Forse anche per questo il sindaco di Edolo, Luca Masneri, nel pomeriggio di ieri ha deciso di intervenire in diretta Facebook per chiarire alcuni punti fondamentali e spiegare le modalità di accoglienza di queste persone.

“In tutt’Italia, in almeno 6 basi logistiche militari, compresa quella di Edolo, sono in arrivo circa tremila afghani. Saranno a carico delle forze armate, poiché è stato il Ministero della Difesa a chiedere supporto. Si tratta di persone che hanno collaborato con il nostro contingente e le nostre forze armate in Afghanistan, portata in Italia per evitare la vendetta dei Talebani, poiché dal regime attuale vengono considerati dei traditori. Sono dottori, ingegneri, interpreti, autisti, personalità di un certo livello culturale, che a Kabul rischiavano la vita” ha spiegato il sindaco.

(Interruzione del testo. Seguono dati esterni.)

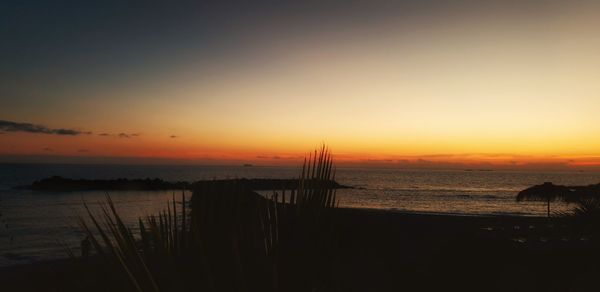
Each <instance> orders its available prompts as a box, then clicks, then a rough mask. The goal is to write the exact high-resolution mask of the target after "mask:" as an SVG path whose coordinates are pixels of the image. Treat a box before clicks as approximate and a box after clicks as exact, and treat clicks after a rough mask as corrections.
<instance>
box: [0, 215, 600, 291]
mask: <svg viewBox="0 0 600 292" xmlns="http://www.w3.org/2000/svg"><path fill="white" fill-rule="evenodd" d="M336 211H337V213H336V225H335V226H336V228H335V252H334V253H332V255H331V256H332V259H331V271H332V276H331V279H329V280H328V281H329V283H328V288H329V290H328V291H589V290H585V287H587V285H589V284H590V281H592V280H593V279H594V275H595V274H594V273H595V272H597V269H596V266H595V265H594V258H593V255H594V254H597V251H596V250H597V249H596V248H595V247H594V245H595V243H593V239H591V238H589V236H588V237H586V236H583V235H581V234H577V233H574V232H573V231H572V230H568V229H567V228H566V226H563V225H561V224H563V223H561V222H562V221H561V220H560V219H548V218H542V217H518V216H455V215H432V214H414V213H413V214H411V213H401V212H394V211H381V210H366V209H338V210H336ZM90 260H91V261H93V260H94V258H91V259H90ZM85 267H86V266H85V265H83V264H82V263H80V262H78V261H76V260H75V261H74V260H56V261H47V262H39V263H34V264H27V265H17V266H12V267H5V268H1V269H0V282H1V283H2V286H3V288H8V290H5V291H16V290H18V291H39V289H40V288H42V287H43V288H44V291H78V290H80V289H81V288H82V287H85V288H86V289H87V290H88V291H106V290H111V287H110V286H103V282H102V281H99V280H101V278H102V276H101V275H95V274H91V273H88V272H86V268H85ZM577 289H580V290H577ZM111 291H112V290H111Z"/></svg>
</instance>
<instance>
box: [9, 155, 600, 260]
mask: <svg viewBox="0 0 600 292" xmlns="http://www.w3.org/2000/svg"><path fill="white" fill-rule="evenodd" d="M299 171H300V169H299V168H290V167H287V168H282V167H242V166H240V167H217V166H211V167H205V166H111V165H100V166H98V165H96V166H89V165H87V166H86V165H0V214H2V217H1V218H2V219H3V220H4V221H5V223H6V224H7V226H4V225H3V226H0V266H6V265H13V264H20V263H27V262H31V261H36V260H41V259H52V258H59V257H65V256H66V254H65V253H64V251H63V249H62V248H61V247H60V245H59V244H58V243H57V241H58V240H61V241H64V242H65V243H67V244H68V245H70V246H78V245H79V242H80V240H81V239H82V238H83V235H82V234H81V232H80V231H79V228H78V226H77V220H76V218H77V216H79V215H85V213H84V209H83V205H82V199H84V200H85V201H86V202H87V203H89V205H90V207H91V208H92V209H97V207H98V206H97V203H98V202H103V201H104V195H105V194H104V192H33V191H22V190H14V189H11V188H12V187H14V186H18V185H25V184H30V183H31V182H33V181H34V180H37V179H41V178H45V177H49V176H52V175H60V176H64V177H69V178H88V179H114V178H121V177H126V178H146V177H150V178H154V177H158V178H161V179H165V180H171V181H177V180H186V181H193V180H199V179H213V178H242V177H245V178H294V177H297V175H298V173H299ZM336 177H337V180H338V182H339V183H341V184H345V185H350V186H353V187H355V188H354V189H345V190H339V191H338V194H339V198H340V206H342V207H357V208H379V209H393V210H400V211H409V212H434V213H452V214H517V215H527V216H544V215H545V214H546V213H545V212H546V209H545V208H546V205H545V204H544V203H542V202H539V203H538V202H523V203H516V202H515V196H516V194H517V192H518V191H519V190H522V189H524V188H527V187H529V186H532V185H534V184H540V183H543V182H546V181H551V182H554V183H556V184H567V185H585V184H592V183H598V182H600V174H599V173H588V172H518V171H512V172H511V171H485V172H467V171H431V170H419V171H414V170H400V169H355V168H342V169H338V171H337V175H336ZM171 195H172V192H170V191H137V192H134V191H128V192H121V191H119V192H116V191H111V197H112V199H113V201H114V202H115V204H116V206H117V208H118V209H119V211H120V214H121V215H122V216H123V217H124V221H125V222H126V223H128V224H130V225H131V226H132V227H133V228H135V225H136V223H137V218H138V217H139V216H144V215H148V214H155V213H157V212H158V211H160V210H162V209H164V208H165V207H166V202H167V200H168V199H170V198H171ZM188 197H189V195H188ZM179 198H180V194H179V193H177V200H179ZM568 209H569V206H567V205H565V204H562V203H554V204H553V205H552V210H553V211H565V210H568Z"/></svg>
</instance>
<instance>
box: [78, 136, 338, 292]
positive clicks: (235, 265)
mask: <svg viewBox="0 0 600 292" xmlns="http://www.w3.org/2000/svg"><path fill="white" fill-rule="evenodd" d="M334 178H335V170H334V166H333V158H332V155H331V152H330V151H329V150H328V149H327V148H326V147H325V146H322V147H321V148H320V149H318V150H315V152H314V153H311V154H310V155H309V157H307V158H306V159H305V161H304V164H303V168H302V172H301V174H300V175H299V178H298V184H297V188H296V189H291V190H285V189H282V190H281V191H280V192H274V193H273V194H272V195H269V196H266V197H263V196H260V195H258V194H257V193H255V192H254V191H253V190H252V189H251V186H250V184H249V183H245V181H241V180H237V181H234V182H233V183H230V184H224V183H219V184H212V185H211V184H206V183H204V184H199V185H196V187H195V189H194V191H193V195H192V198H191V200H190V207H191V208H190V209H191V210H187V209H186V200H185V194H184V193H182V196H181V202H176V199H175V195H173V198H172V200H171V201H169V202H168V203H167V207H166V209H165V210H164V211H162V212H160V213H159V214H157V215H149V216H147V217H145V218H139V220H138V226H139V237H136V236H134V232H133V231H132V230H131V228H129V227H128V226H126V225H125V224H124V223H123V220H121V217H120V216H119V213H118V211H117V208H116V206H115V205H114V203H113V202H112V200H111V198H110V196H109V195H107V196H106V203H104V204H101V206H100V209H101V212H100V214H95V213H93V212H92V210H90V208H89V207H88V205H87V204H85V203H84V206H85V209H86V210H87V217H88V218H87V219H85V218H80V219H79V224H80V226H81V228H82V229H83V230H84V231H85V233H86V234H87V236H88V237H89V239H90V241H91V244H92V246H93V247H94V249H95V250H96V253H97V254H98V256H99V257H100V258H101V259H102V261H103V263H104V264H105V265H106V266H107V267H108V268H106V271H113V272H114V271H117V273H116V275H115V276H114V277H113V279H121V280H115V281H114V285H115V288H117V287H116V286H117V285H124V286H121V287H120V288H123V289H125V290H136V291H161V290H162V291H189V290H198V289H200V290H206V291H314V290H315V289H319V290H320V289H321V288H322V287H326V285H327V281H328V279H329V277H330V273H329V272H330V269H329V268H328V262H329V257H330V256H331V254H332V249H333V248H334V247H335V245H334V243H335V242H334V236H333V231H334V228H333V226H334V223H335V220H334V219H335V210H336V208H337V198H336V190H335V185H336V184H332V181H334ZM286 197H287V199H286ZM179 204H180V205H181V207H180V208H178V207H177V206H178V205H179ZM188 211H189V212H188ZM123 279H126V280H125V281H124V280H123Z"/></svg>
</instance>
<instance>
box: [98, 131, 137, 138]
mask: <svg viewBox="0 0 600 292" xmlns="http://www.w3.org/2000/svg"><path fill="white" fill-rule="evenodd" d="M98 136H102V137H117V138H125V139H129V138H134V137H139V136H140V134H138V133H125V132H121V133H118V134H110V133H100V134H98Z"/></svg>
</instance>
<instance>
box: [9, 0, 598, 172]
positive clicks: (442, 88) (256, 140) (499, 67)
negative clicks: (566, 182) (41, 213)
mask: <svg viewBox="0 0 600 292" xmlns="http://www.w3.org/2000/svg"><path fill="white" fill-rule="evenodd" d="M12 2H13V1H6V2H2V3H1V4H0V35H1V36H2V44H1V45H0V64H2V66H0V162H66V163H78V162H94V163H95V162H98V163H198V164H238V163H256V164H259V165H274V164H290V165H292V164H297V163H298V160H299V159H300V157H303V155H305V154H306V152H307V151H308V150H310V149H313V148H314V147H315V146H318V145H319V144H320V143H326V144H328V145H329V146H330V147H331V148H332V150H333V151H334V154H335V155H336V158H337V159H338V161H339V163H341V164H348V165H377V166H379V165H386V166H394V165H398V166H414V167H420V166H430V165H435V166H438V167H454V166H464V167H517V168H518V167H522V168H527V167H537V168H545V167H547V168H572V169H581V168H586V167H598V166H599V165H600V33H599V32H598V28H599V27H600V5H598V4H594V1H427V0H426V1H416V0H414V1H389V2H388V1H378V0H375V1H302V2H300V1H264V0H258V1H241V0H240V1H198V2H196V1H190V2H184V1H177V3H175V4H174V3H173V2H170V1H169V3H171V4H168V5H167V4H166V1H165V2H164V3H163V2H162V1H133V2H131V1H97V2H94V1H24V2H22V3H17V2H18V1H14V2H15V3H12Z"/></svg>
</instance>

Masneri ha cercato così di smentire determinati commenti che si è trovato a leggere sotto agli articoli che riportavano la notizia dell’arrivo dei rifugiati. Al contempo ha affermato che le reazioni positive e le chiamate e i messaggi di cittadini che si sono fatti avanti per donare indumenti e ospitalità sono state di gran lunga maggiori delle critiche e delle opposizioni.

“Nessun allarmismo o commenti fuori luogo” ha chiesto Masneri “gestiremo l’accoglienza con serenità e in tutta sicurezza”. Infatti gli afghani in arrivo verranno tamponati e messi in quarantena nella struttura militare edolese e non potranno uscire né avere interazioni con l’esterno. Truppe dell’esercito sorveglieranno la base logistica all’interno, mentre l’arma dei Carabinieri gestirà la sorveglianza all’esterno dell’edificio. Della parte sanitaria e di assistenza si occuperà la Croce Rossa. Finita la quarantena e ricevute dallo Stato italiano le necessarie autorizzazioni, verrà loro riconosciuto, nell’arco di un mese circa, lo status di rifugiato politico. A quel punto gli afghani lasceranno la base edolese e saranno redistribuiti in tutt’Italia dal Ministero.